Por varios días he esperado ansiosa a que mi pequeña llegue de la escuela para que me cuente más; y, cuando lo hace, un mar de emociones nos inunda mientras habla; y ella alza la voz y gesticula con los brazos, creyendo que así podrá contarme más.
Hermosa como la piedra que da origen a su nombre es la niña haitiana. A sus diez años, una madurez increíble la habita; tal vez, a causa de la coraza que nos fabricamos los humanos ante la adversidad. Conversa como queriendo aligerar alguna carga, aunque por sus labios pasan fluidas y certeras las palabras. Sonríe todo el tiempo, lo hace feliz de que quiera escucharla, y con la confianza de creer conocerme hace mucho tiempo. Como mariposas vuelan sus palabras, se esparcen sobre la tarde, y yo las abrigo en mi pecho en forma de frases, de gestos, de sentimientos.
Serena, bajo el cielo azul cubano, expresa todo lo que su pecho guarda. Me habla de su antigua escuela, de los refugios, del sonido angustioso de la alarma con la que avisaban cuando acechaba el peligro; de las amigas gemelas, y en sus ojos se anida por algunos instantes la tristeza del recuerdo, lo revive, confiesa la desgracia del mal día en que el tiempo no permitió a las hermanas la gracia de vivir, y sobre el piso manchado debió despedirse de ellas, con una última mirada únicamente.

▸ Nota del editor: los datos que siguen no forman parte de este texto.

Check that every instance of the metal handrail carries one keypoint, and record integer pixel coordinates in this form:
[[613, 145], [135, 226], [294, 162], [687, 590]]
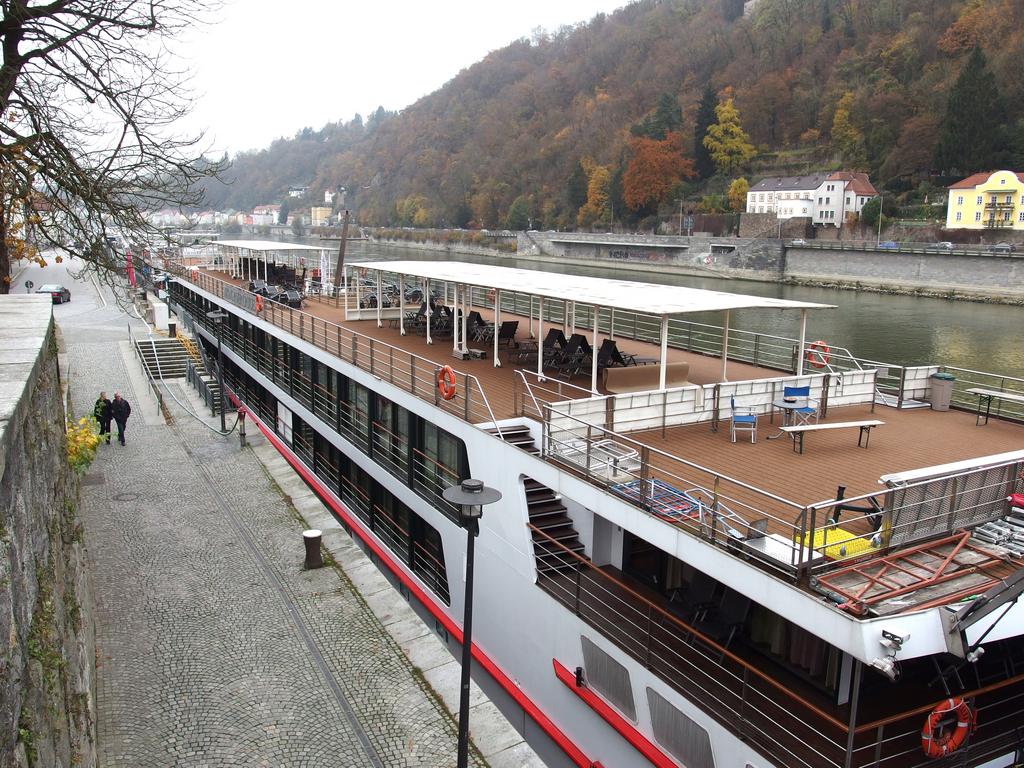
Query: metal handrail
[[273, 312]]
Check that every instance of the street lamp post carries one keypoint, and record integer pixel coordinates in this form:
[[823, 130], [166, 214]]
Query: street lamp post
[[218, 316], [470, 496]]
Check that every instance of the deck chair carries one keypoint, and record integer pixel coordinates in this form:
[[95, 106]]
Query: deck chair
[[507, 333], [609, 356], [743, 420], [802, 415]]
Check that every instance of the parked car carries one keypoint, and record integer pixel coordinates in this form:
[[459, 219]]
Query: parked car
[[59, 294]]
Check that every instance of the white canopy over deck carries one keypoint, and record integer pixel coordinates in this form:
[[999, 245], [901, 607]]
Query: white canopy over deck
[[648, 298], [243, 256]]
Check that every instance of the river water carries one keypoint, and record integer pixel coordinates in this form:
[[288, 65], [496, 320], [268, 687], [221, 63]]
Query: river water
[[901, 330]]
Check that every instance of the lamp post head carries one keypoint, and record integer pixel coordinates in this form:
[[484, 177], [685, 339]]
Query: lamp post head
[[471, 496]]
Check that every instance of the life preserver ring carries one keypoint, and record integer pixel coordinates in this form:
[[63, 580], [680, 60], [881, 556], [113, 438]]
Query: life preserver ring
[[818, 353], [938, 741], [445, 382]]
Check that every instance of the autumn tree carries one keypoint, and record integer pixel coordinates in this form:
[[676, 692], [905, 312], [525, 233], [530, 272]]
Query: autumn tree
[[702, 163], [89, 100], [596, 208], [737, 194], [653, 169], [728, 144], [973, 133], [846, 137]]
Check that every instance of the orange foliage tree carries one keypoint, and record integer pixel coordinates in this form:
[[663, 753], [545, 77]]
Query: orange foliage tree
[[654, 169]]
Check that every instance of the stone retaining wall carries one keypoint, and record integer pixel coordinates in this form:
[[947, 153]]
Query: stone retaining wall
[[46, 666]]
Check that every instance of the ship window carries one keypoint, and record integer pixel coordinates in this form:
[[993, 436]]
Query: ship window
[[608, 678], [685, 739]]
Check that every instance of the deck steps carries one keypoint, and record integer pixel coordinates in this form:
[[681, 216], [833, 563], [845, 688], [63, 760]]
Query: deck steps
[[551, 521], [518, 435]]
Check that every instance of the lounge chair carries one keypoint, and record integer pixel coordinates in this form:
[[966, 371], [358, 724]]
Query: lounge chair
[[507, 333], [742, 420]]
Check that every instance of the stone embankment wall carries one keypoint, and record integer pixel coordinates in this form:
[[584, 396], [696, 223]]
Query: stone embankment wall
[[699, 255], [992, 275], [47, 658]]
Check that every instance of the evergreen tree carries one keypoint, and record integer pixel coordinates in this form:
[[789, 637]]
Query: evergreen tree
[[706, 118], [576, 188], [971, 137]]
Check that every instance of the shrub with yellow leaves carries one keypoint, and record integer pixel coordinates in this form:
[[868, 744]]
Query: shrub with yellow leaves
[[82, 440]]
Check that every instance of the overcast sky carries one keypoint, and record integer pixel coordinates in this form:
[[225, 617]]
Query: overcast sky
[[268, 69]]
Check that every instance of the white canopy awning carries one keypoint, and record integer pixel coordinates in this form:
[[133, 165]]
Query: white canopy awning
[[650, 298]]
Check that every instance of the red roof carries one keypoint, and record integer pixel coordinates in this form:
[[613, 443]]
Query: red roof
[[979, 178], [858, 182]]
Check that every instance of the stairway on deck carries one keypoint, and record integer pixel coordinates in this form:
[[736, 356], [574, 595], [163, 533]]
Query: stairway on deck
[[550, 520]]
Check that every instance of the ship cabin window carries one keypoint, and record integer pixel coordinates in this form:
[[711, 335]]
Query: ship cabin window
[[439, 462], [390, 444], [355, 414]]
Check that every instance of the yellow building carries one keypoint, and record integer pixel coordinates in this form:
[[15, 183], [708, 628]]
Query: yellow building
[[987, 201]]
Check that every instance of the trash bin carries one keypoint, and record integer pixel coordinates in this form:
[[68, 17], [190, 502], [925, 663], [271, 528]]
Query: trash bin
[[942, 390]]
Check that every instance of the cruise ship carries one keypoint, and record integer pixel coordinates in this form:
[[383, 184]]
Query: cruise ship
[[715, 548]]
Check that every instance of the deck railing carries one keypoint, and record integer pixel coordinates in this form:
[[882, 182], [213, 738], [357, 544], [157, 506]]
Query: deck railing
[[763, 710], [407, 371], [808, 540]]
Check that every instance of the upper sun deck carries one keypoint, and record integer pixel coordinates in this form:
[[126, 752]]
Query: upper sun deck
[[669, 451]]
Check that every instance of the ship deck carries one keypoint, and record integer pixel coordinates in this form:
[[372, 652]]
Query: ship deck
[[699, 455]]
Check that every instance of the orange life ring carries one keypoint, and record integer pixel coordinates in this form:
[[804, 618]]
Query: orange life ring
[[945, 741], [445, 382], [818, 353]]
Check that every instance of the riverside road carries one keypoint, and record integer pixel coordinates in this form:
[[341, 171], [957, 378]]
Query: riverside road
[[214, 646]]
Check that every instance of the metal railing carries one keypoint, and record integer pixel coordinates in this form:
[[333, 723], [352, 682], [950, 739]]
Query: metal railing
[[759, 708], [410, 372]]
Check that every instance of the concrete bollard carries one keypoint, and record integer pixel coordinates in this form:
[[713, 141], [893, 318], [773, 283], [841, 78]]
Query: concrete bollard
[[311, 539]]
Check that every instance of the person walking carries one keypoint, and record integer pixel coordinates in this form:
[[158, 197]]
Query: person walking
[[102, 413], [120, 410]]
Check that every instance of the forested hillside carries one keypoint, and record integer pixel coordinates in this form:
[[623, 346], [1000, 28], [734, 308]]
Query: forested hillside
[[606, 120]]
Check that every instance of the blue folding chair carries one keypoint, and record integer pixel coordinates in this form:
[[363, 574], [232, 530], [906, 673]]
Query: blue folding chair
[[744, 421], [805, 414]]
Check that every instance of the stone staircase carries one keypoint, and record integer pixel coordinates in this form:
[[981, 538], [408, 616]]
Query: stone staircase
[[163, 358]]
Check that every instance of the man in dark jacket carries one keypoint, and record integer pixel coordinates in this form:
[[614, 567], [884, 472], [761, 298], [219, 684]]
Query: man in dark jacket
[[120, 410], [102, 413]]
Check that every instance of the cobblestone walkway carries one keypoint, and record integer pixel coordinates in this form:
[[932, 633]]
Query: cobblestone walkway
[[214, 647]]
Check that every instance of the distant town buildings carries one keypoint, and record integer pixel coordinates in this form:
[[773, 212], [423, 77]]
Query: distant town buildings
[[823, 198], [993, 200]]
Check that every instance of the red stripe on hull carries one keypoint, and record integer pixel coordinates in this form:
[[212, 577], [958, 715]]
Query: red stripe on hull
[[556, 735]]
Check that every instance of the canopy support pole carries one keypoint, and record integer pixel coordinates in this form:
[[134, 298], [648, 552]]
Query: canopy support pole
[[429, 310], [380, 298], [401, 304], [540, 335], [498, 324], [725, 345], [803, 342], [467, 291], [665, 351]]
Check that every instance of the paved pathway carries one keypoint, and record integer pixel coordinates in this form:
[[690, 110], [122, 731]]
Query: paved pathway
[[214, 647]]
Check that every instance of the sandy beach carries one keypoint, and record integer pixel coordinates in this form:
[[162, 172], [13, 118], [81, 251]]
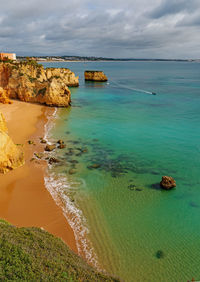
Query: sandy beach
[[24, 200]]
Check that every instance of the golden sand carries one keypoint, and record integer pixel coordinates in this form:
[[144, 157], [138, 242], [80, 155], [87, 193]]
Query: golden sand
[[24, 200]]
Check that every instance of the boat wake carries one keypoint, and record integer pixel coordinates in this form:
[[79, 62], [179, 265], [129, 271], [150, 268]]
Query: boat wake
[[133, 89]]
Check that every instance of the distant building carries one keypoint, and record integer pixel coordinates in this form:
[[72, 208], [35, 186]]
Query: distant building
[[9, 56]]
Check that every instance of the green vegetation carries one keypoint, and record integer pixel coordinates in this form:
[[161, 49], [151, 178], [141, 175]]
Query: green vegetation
[[32, 79], [32, 254]]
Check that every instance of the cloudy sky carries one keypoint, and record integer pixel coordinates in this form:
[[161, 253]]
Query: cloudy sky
[[109, 28]]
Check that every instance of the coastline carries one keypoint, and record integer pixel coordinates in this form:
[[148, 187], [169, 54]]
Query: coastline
[[24, 199]]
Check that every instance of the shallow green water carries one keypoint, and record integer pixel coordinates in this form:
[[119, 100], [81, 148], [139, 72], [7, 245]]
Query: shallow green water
[[136, 138]]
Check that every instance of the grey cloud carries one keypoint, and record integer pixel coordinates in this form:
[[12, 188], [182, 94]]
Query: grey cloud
[[169, 7], [114, 28]]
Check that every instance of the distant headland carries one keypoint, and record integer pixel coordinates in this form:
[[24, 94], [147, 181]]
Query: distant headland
[[93, 59]]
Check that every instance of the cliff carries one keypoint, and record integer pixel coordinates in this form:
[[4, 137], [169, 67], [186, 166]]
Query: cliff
[[98, 76], [32, 254], [30, 82], [11, 156]]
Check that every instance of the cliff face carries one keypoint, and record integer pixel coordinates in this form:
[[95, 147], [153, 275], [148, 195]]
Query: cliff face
[[30, 82], [98, 76], [11, 156]]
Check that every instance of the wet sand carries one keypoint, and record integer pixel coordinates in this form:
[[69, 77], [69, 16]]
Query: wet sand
[[24, 200]]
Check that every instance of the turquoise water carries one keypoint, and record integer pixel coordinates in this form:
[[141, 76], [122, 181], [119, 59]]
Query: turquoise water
[[134, 138]]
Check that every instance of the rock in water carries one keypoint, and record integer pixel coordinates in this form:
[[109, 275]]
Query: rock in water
[[30, 82], [11, 156], [168, 182], [98, 76], [49, 148]]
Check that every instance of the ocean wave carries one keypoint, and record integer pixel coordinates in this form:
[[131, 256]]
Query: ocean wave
[[50, 124], [58, 186]]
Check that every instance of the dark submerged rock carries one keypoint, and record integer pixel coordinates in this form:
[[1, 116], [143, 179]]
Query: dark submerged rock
[[49, 148], [53, 160], [94, 166], [168, 182], [43, 141], [159, 254]]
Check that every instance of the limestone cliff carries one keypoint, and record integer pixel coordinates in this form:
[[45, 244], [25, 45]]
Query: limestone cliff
[[4, 97], [3, 126], [11, 156], [98, 76], [30, 82]]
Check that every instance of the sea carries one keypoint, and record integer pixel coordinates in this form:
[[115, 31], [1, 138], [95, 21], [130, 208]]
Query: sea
[[120, 140]]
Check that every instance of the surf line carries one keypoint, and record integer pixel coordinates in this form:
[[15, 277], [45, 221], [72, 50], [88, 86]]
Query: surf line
[[133, 89]]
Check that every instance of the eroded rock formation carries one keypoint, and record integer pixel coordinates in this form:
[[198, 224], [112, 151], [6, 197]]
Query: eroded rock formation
[[30, 82], [11, 155], [98, 76]]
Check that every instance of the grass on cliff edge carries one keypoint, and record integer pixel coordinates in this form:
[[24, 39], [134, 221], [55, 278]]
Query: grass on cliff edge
[[32, 254]]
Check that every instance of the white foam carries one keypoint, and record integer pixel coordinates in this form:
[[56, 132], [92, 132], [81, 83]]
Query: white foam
[[50, 124], [58, 186]]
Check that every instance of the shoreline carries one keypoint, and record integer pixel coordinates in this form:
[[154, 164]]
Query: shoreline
[[24, 199]]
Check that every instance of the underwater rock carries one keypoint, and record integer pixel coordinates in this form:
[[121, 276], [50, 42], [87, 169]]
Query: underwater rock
[[53, 160], [49, 148], [73, 161], [159, 254], [43, 141], [131, 187], [94, 166], [72, 171], [31, 142], [98, 76], [168, 182], [62, 146], [60, 141], [39, 155]]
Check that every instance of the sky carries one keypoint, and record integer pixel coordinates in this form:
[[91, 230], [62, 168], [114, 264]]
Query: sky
[[108, 28]]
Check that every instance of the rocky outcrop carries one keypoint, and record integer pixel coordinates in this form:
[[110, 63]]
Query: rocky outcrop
[[3, 126], [11, 155], [4, 97], [98, 76], [168, 182], [30, 82]]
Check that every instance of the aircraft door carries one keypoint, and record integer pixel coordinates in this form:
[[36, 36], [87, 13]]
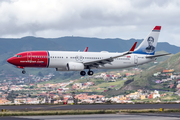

De secuestros de niños habla. Del miedo en las noches oscuras. Del espantoso sonido de los disparos. De las reglas en su antigua casa para no ver la televisión, porque sus padres comparten la idea de que la insensibilidad hacia la muerte se curte en los seres cuando sobrecargamos la mente de violencia. Compara todo de aquí con lo de allá. Hablar le hace bien, lo intuyo, aunque ella no lo perciba; hay sentimientos que, cuando se comparten, alivian el dolor.
Conversa, y yo la observo. Quiero saber lo que calla la niña, interpretar lo que tratan de decirme sus manos entrelazadas y sus palabras a ráfagas; todo acerca de la niña de cuarto grado que conoce el triste significado de un país en caos.
Hace varias semanas que intento escribir sobre la dicha que veo en los ojos de una niña haitiana que vive en Cuba, un país humilde, pero solidario y generoso, donde la tranquilidad de un niño representa la felicidad de todos. Lo intento, pero temo no llegar a expresar en toda su magnitud el valor de la isla que poseemos, donde los niños crecen libres y sin miedos. Un país donde las armas no marcarán negativamente el futuro de nuestros pequeños.
Hace días que la vida (y hasta la muerte) de otros niños inunda mi pensamiento. Entonces me decido por la niña haitiana, y por nuestros niños cubanos; por la seguridad que tengo al afirmar que mi pequeña amiga sí sabe cuánto vale esta Isla, porque la paz es la riqueza más preciada que el ser humano debiera poseer.